Foraging the sea for food

One of the pulls to moving by the sea for Josh was fishing. As we wait for salmon season to open, we’ve been playing around with the crab trap. Honestly, as great as this Dungeness Crab looks, so far we haven’t had much luck.

We learned that without a boat, crabbing becomes challenging. Without a boat, you are left to try your luck at perhaps one of three docks and if you aren’t willing to hang out with the trap all day, there is a high likelihood that someone will nab your crab, if not your whole trap.

But today when Josh retrieved his trap from the Clinton pier, he found success. After throwing back the females and the rock crab that were too small, two tasty Dungeness crab remained. They became lunch. A very tasty lunch.

This wasn’t our first foraging experience. A few weeks back, we tried our hand at clamming off of Zylstra beach off Penn Cove. It was Father’s Day and was packed with people from the mainland.

Clamming on Penn Cove.

Unlike crabbing, scavenging across the beach was a little overwhelming. There were choices. Did we want to hang out for 30 minutes and forage for Penn Cove mussels or search for clam breathing holes and dig until we found them. We chose the latter, primarily because these wild mussels looked much more difficult to clean than simply removing the beards off of the store bought variety.
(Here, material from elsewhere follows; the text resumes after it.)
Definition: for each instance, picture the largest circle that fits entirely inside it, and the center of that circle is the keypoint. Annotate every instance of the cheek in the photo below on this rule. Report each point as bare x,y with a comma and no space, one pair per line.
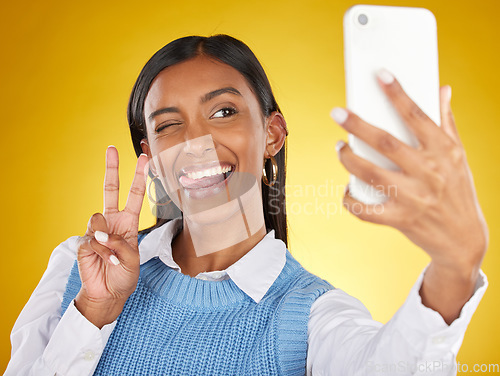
248,146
Clamming is serious business and the Fish and Wildlife Rangers don’t mess around. We thought we were prepared with license in hand, a clam bag for each of us (so we can keep accurate count), but we were busted when the ranger noticed we didn’t have a measuring tool. I explained how I was measuring the clam by using my pinky finger, buimg_2847t that apparently isn’t acceptable. We only had one clam that was a fraction too small, so she was kind and let us go with a warning.

We focused on foraging for the large butter clams because they would keep us out of trouble until we had a proper ruler. As we began to prepare dinner, we realized seeking the butter clams may not have been the best plan. They are rather large and meaty, but not as tasty as the smaller cockles or little neck clams.

At the end of the day, our meal wasn’t horrible, but we chalked it up to a tasty learning experience.